The map_batches method applies a specified function or a callable class to each batch of records in the dataset. This approach leverages Ray's ability to distribute computation across multiple nodes or processes, making it highly efficient for large datasets. Unlike a typical map function that processes each item individually, map_batches handles a batch of items at once, which can be more efficient in terms of both computation and I/O operations. Then the transformed batches are combined to form the output dataset.

ray_res = ray.cluster_resources()
num_gpus_per_actor = 4
worker_num = int(ray_res['GPU']/num_gpus_per_actor)
print(f"### The number of workers: {worker_num}")

summarized_ds = ds.map_batches(
  TextSummarizer,
  concurrency=worker_num,
  num_gpus=num_gpus_per_actor,
  batch_size=(ds.count()//worker_num)
)
summarized_pdf = summarized_ds.to_pandas()

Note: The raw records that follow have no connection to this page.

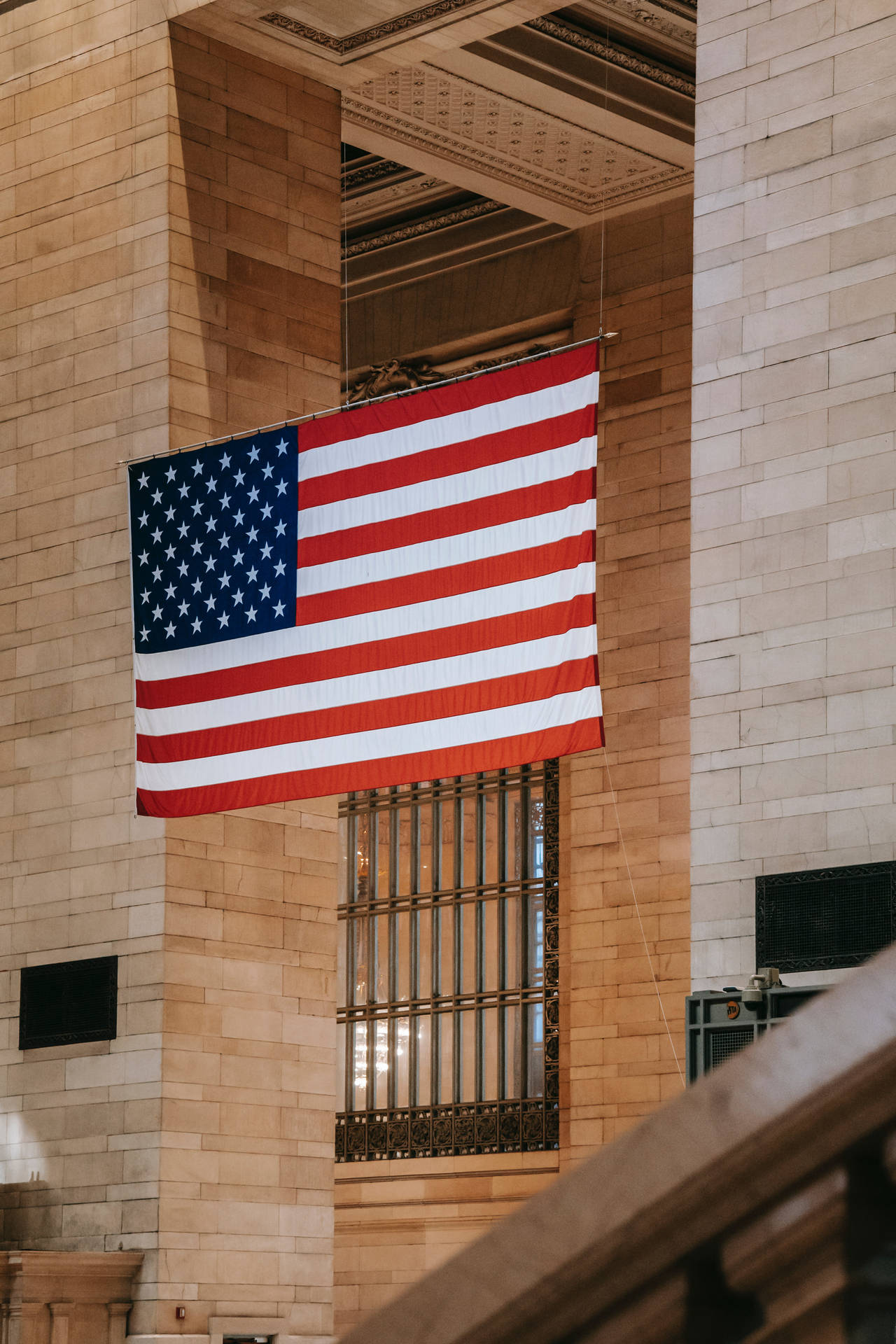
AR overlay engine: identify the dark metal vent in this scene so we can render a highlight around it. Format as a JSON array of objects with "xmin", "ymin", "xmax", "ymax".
[
  {"xmin": 756, "ymin": 862, "xmax": 896, "ymax": 974},
  {"xmin": 708, "ymin": 1027, "xmax": 756, "ymax": 1068},
  {"xmin": 19, "ymin": 957, "xmax": 118, "ymax": 1050}
]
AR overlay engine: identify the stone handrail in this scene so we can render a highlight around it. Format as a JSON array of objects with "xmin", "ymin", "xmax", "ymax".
[{"xmin": 344, "ymin": 949, "xmax": 896, "ymax": 1344}]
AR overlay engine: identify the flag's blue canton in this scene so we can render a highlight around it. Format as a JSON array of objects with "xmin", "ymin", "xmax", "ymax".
[{"xmin": 129, "ymin": 426, "xmax": 298, "ymax": 653}]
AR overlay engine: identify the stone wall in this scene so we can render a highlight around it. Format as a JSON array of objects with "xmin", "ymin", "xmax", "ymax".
[
  {"xmin": 336, "ymin": 189, "xmax": 690, "ymax": 1331},
  {"xmin": 0, "ymin": 0, "xmax": 339, "ymax": 1340},
  {"xmin": 692, "ymin": 0, "xmax": 896, "ymax": 988}
]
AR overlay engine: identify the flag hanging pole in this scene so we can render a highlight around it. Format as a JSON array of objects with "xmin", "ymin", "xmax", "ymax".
[{"xmin": 118, "ymin": 330, "xmax": 620, "ymax": 466}]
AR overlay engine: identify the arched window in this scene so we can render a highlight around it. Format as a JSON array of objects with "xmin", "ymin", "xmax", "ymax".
[{"xmin": 336, "ymin": 761, "xmax": 557, "ymax": 1161}]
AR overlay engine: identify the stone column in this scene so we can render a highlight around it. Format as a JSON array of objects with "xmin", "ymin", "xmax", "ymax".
[
  {"xmin": 692, "ymin": 0, "xmax": 896, "ymax": 988},
  {"xmin": 0, "ymin": 3, "xmax": 339, "ymax": 1341}
]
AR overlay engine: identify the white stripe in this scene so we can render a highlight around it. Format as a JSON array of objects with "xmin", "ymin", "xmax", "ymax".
[
  {"xmin": 137, "ymin": 625, "xmax": 598, "ymax": 736},
  {"xmin": 295, "ymin": 500, "xmax": 598, "ymax": 596},
  {"xmin": 298, "ymin": 374, "xmax": 598, "ymax": 493},
  {"xmin": 134, "ymin": 561, "xmax": 595, "ymax": 681},
  {"xmin": 298, "ymin": 434, "xmax": 595, "ymax": 542},
  {"xmin": 137, "ymin": 687, "xmax": 601, "ymax": 792}
]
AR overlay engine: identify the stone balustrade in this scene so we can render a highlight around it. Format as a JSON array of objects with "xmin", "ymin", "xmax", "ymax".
[
  {"xmin": 0, "ymin": 1252, "xmax": 142, "ymax": 1344},
  {"xmin": 345, "ymin": 949, "xmax": 896, "ymax": 1344}
]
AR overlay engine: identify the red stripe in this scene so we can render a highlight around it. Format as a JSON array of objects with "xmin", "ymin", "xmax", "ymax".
[
  {"xmin": 298, "ymin": 406, "xmax": 598, "ymax": 507},
  {"xmin": 137, "ymin": 719, "xmax": 603, "ymax": 817},
  {"xmin": 295, "ymin": 531, "xmax": 595, "ymax": 625},
  {"xmin": 298, "ymin": 466, "xmax": 595, "ymax": 568},
  {"xmin": 137, "ymin": 593, "xmax": 594, "ymax": 710},
  {"xmin": 298, "ymin": 342, "xmax": 598, "ymax": 453},
  {"xmin": 137, "ymin": 656, "xmax": 598, "ymax": 764}
]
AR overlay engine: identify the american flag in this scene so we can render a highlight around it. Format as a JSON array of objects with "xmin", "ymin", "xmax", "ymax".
[{"xmin": 129, "ymin": 343, "xmax": 603, "ymax": 816}]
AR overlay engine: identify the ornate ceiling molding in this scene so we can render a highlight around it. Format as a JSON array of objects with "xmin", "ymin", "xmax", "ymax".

The code snippet above first computes the number of actors the Ray cluster actually has. In this example, there is one actor per worker node, so the worker_num is the number of actors. The number of actors is safer to be computed at runtime because sometimes the cluster may not be able to acquire the hard-coded number of workers. If this happens, Ray will keep trying to wait for enough resources and the actors will not be running.

The batch_size parameter controls the number of records assigned to an actor. In the code example, the whole dataset is evenly divided by the number of actors. Adjusting the batch size allows users to balance between memory usage and performance.

Watch out for the warning messages like: Warning: The following resource request cannot be scheduled right now: {'CPU': 1.0, 'GPU': 4.0}. This is likely due to all cluster resources being claimed by actors. Consider creating fewer actors or adding more nodes to this Ray cluster. Review the cluster resources from setup_ray_cluster and check if actor resources specified in map_batches can fit in.

Discussion

This blog post presents a scalable, secure and efficient approach to feature extraction from documents leveraging Large Language Models (LLMs). By harnessing the power of Ray on a Databricks cluster, feature extraction tasks are distributed and executed in parallel, ensuring high-performance processing. Documents are stored in the Databricks Lakehouse, providing a centralized and managed data repository, and are loaded into a Ray dataset for processing. The extracted features can then be written to Delta tables, enabling seamless integration with downstream reporting and machine learning applications. This approach demonstrates a streamlined and scalable solution for feature extraction, empowering data scientists and engineers to extract valuable insights from large document collections. Notebooks can be downloaded here.